ABD ve İngiltere’nin başını çektiği küresel işgalci emperyallerden aldığı cüretle en son Lübnan’ın ve İran’ın başkentlerindeki suikastlarla topyekûn bölge savaşı fitnesini ateşleyip alevlendirme tahrikindeki İsrail, on binlerle bombayla tahrip edip boşalttığı Gazze’yi ilhakın ardından komşu ülkeleri işgal ve İran’ı ifna etme emelinde.
Belli ki İsrail, Amerika’daki 5 Kasım seçimleri öncesi ve yeni başkanın görevi devralacağı 20 Ocak 2025’e kadarki boşlukta suikast, saldırı ve işgalleri yoğunlaştırma peşinde.
Çarpık olan, Cumhurbaşkanı ile partisi sözcüleri halkın önünde restler çekerken, “tek kişilik otoriter rejim”de hâlâ İsrail’le imzaladıkları hiçbir ekonomik, siyasi, savunma sanayii anlaşma ve işbirliklerinden bir tekini dahi iptal edememeleri; geçici de olsa askıya dahi almamaları. Uluslararası zeminlerde ciddi bir siyasi-diplomatik yaptırıma başvur(a)mamaları.
İNCİRLİK VE KÜRECİK ÜSLERİ GÜNDEME GETİRİLMİYOR
İbret verici olan, Çin”in “ortak hükûmet” için on dört Filistinli grubu toplamasına mukabil, Ankara’nın ne BM’de, ne de İslâm İşbirliği Teşkilâtı bünyesinde İsrail’in katliamını durdurma, Filistinlerin hak ve hukuklarını savunma girişiminde bulunmaması.

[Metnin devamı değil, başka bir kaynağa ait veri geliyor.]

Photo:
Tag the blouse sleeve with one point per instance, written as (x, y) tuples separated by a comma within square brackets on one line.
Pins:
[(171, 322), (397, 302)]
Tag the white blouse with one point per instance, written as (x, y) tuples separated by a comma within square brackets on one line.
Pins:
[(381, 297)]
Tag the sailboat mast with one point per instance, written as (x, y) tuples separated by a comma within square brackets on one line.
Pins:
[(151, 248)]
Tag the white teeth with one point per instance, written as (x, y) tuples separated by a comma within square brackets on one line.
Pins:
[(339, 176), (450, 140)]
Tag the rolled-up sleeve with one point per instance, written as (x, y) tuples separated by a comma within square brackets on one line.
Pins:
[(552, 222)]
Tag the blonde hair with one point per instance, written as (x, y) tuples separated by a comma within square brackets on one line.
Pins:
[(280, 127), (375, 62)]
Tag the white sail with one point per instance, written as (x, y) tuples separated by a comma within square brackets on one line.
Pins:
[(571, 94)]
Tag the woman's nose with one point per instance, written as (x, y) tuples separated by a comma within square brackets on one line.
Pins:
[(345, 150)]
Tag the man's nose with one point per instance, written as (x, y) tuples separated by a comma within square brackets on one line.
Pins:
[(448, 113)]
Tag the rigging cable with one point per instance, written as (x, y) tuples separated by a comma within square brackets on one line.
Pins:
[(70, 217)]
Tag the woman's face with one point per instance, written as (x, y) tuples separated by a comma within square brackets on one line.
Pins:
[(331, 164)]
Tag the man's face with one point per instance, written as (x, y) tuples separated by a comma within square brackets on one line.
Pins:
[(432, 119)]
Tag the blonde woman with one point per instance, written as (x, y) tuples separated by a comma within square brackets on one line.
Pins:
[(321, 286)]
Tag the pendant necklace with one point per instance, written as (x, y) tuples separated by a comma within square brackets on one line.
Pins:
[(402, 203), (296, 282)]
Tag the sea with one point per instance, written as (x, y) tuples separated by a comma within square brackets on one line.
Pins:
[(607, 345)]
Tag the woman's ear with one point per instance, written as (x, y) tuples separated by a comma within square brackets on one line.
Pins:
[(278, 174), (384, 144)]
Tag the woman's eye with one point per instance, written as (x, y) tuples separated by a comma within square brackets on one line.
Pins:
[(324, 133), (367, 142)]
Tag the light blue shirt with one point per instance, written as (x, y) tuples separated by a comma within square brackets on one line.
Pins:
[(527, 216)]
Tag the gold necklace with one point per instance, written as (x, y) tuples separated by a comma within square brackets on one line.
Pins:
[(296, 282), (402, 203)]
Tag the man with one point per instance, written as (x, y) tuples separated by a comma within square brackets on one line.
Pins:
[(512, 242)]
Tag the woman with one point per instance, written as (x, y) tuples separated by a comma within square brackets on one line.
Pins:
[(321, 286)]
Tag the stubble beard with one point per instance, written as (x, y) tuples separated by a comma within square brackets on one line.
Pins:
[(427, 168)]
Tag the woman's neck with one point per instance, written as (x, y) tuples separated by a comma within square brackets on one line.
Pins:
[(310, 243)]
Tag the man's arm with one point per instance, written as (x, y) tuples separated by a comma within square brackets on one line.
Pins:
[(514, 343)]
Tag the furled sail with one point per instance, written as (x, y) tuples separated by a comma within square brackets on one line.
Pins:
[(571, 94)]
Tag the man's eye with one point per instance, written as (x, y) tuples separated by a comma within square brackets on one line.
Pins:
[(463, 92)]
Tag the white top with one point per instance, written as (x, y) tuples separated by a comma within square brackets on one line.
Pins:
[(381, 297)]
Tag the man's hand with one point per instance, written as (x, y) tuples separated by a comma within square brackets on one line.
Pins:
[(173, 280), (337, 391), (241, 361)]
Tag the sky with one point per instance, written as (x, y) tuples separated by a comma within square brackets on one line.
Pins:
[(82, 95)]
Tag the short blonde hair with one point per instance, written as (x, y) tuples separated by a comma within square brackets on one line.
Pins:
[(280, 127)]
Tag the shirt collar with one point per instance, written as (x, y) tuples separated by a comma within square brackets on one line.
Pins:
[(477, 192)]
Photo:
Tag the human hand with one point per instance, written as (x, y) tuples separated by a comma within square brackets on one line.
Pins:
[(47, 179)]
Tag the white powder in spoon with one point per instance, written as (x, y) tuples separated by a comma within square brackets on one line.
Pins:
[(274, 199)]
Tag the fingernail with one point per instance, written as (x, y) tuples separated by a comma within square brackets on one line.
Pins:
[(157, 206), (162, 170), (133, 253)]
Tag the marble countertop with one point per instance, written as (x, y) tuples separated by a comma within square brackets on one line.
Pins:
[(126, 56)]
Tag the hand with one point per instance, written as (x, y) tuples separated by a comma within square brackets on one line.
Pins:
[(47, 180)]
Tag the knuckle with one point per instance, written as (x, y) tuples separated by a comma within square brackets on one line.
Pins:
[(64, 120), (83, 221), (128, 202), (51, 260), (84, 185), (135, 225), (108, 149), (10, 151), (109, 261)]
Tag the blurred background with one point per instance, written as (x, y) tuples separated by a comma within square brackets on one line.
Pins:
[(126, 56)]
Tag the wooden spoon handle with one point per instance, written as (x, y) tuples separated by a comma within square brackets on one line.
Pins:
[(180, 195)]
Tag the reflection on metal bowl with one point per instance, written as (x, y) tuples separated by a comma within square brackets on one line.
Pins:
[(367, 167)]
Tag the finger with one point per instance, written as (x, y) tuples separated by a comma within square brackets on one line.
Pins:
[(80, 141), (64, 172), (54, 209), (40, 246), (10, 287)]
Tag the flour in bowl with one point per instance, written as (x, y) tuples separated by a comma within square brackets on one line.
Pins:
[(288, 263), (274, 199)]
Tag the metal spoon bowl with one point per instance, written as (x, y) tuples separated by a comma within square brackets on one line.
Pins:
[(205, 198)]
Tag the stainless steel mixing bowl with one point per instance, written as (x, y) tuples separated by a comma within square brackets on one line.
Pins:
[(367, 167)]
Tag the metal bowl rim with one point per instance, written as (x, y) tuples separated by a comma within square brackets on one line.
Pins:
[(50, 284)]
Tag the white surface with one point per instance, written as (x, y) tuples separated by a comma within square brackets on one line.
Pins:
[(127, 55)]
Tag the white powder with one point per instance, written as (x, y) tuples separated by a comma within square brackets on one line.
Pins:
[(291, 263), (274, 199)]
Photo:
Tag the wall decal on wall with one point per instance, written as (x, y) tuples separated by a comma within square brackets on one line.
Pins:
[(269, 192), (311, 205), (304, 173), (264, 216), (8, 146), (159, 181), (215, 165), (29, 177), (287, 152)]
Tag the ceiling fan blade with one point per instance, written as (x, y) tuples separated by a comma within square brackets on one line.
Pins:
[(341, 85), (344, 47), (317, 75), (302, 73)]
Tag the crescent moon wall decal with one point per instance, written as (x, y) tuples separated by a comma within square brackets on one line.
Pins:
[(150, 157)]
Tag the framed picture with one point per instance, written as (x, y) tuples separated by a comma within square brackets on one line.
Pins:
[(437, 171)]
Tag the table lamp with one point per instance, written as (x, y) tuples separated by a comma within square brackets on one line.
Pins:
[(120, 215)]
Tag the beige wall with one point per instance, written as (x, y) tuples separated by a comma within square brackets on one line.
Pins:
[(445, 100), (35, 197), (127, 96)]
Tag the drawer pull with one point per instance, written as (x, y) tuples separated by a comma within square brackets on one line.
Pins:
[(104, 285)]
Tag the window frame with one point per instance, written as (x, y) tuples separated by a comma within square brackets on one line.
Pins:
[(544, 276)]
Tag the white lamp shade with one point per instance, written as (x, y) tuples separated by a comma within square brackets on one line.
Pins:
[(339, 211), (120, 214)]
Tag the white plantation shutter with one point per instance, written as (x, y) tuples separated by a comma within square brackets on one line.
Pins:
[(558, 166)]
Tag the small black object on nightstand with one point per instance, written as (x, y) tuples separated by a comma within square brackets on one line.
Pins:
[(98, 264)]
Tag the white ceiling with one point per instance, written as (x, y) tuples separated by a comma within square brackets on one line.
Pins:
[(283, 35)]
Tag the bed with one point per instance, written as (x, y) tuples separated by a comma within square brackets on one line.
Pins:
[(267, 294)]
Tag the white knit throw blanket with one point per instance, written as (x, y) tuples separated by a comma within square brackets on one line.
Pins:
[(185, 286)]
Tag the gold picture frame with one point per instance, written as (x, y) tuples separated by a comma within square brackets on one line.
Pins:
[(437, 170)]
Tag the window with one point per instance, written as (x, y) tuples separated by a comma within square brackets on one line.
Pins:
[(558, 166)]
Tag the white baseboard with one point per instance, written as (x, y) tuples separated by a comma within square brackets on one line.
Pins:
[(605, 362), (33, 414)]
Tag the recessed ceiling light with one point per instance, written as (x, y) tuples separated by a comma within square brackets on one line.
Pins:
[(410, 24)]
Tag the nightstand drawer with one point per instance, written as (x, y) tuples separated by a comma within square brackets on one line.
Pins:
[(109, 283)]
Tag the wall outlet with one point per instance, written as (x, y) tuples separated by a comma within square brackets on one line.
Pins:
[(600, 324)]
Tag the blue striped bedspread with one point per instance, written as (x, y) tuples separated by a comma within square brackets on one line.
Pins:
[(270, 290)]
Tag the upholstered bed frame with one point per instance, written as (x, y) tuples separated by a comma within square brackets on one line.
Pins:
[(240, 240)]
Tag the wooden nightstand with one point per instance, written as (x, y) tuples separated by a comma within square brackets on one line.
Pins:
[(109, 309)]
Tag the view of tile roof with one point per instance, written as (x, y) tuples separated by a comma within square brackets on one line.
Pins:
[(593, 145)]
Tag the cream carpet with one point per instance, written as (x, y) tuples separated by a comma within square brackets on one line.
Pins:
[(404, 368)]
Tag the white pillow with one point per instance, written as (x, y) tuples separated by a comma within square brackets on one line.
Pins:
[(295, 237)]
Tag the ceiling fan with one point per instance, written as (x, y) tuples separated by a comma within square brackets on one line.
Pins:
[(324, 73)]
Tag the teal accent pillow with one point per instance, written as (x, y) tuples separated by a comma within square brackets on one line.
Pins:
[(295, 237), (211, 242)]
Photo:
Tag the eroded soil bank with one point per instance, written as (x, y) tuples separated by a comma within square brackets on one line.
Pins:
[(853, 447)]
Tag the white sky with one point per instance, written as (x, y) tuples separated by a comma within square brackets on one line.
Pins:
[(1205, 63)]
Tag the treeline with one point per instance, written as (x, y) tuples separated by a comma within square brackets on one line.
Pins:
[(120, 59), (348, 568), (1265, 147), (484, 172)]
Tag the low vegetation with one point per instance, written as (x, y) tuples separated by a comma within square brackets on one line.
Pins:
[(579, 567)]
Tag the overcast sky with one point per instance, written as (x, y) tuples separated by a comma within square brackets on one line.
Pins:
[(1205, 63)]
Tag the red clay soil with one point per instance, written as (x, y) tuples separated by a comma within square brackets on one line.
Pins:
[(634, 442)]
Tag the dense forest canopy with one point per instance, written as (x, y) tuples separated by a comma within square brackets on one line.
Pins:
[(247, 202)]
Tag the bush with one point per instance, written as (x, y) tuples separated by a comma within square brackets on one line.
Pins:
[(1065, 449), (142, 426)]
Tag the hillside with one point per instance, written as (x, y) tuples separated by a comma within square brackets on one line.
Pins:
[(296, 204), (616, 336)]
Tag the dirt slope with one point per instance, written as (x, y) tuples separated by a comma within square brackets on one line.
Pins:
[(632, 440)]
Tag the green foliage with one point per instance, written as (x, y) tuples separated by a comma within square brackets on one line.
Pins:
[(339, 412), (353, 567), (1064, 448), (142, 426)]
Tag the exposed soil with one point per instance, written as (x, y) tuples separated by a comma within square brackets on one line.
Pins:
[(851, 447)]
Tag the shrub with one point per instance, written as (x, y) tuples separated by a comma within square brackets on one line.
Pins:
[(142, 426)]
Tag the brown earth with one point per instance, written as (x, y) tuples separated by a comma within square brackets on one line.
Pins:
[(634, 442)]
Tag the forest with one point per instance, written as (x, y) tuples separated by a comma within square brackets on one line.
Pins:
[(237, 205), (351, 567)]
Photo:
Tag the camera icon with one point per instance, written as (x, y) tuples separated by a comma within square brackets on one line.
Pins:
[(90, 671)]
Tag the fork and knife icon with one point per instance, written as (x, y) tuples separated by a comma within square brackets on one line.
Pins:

Oysa Türkiye, yakın siyasi tarihinde BM ile beynelmilel plâtformlarda Filistin davasında fevkalâde önemli kararlarda öncü olmuş; İsrail’in Filistin’deki zulmüne, Kudüs’le Mescid-i Aksa’daki şirretliğine karşı etkili yaptırımlar uygulamıştı.
Mesela, 1955’te Bağdat Paktı kuruluşunda İsrail’e ilk resmî tepkiyi veren merhum Menderes’in Başvekil olduğu DP hükûmeti, açıkça “İsrail’in 1947’deki sınırlara çekilmesi”ni bildirdi; 1956’da Süveyş Kanalı’nı millileştiren Mısır’a karşı İsrail, İngiltere ve Fransa’nın kanal bölgesini işgalle İsrail askerlerinin Sina Yarımadasına girip Mısır’a saldırması üzerine Ankara, Telaviv’deki diplomatik temsilcisini geri çekip İsrail temsilcisinin gitmesini istedi.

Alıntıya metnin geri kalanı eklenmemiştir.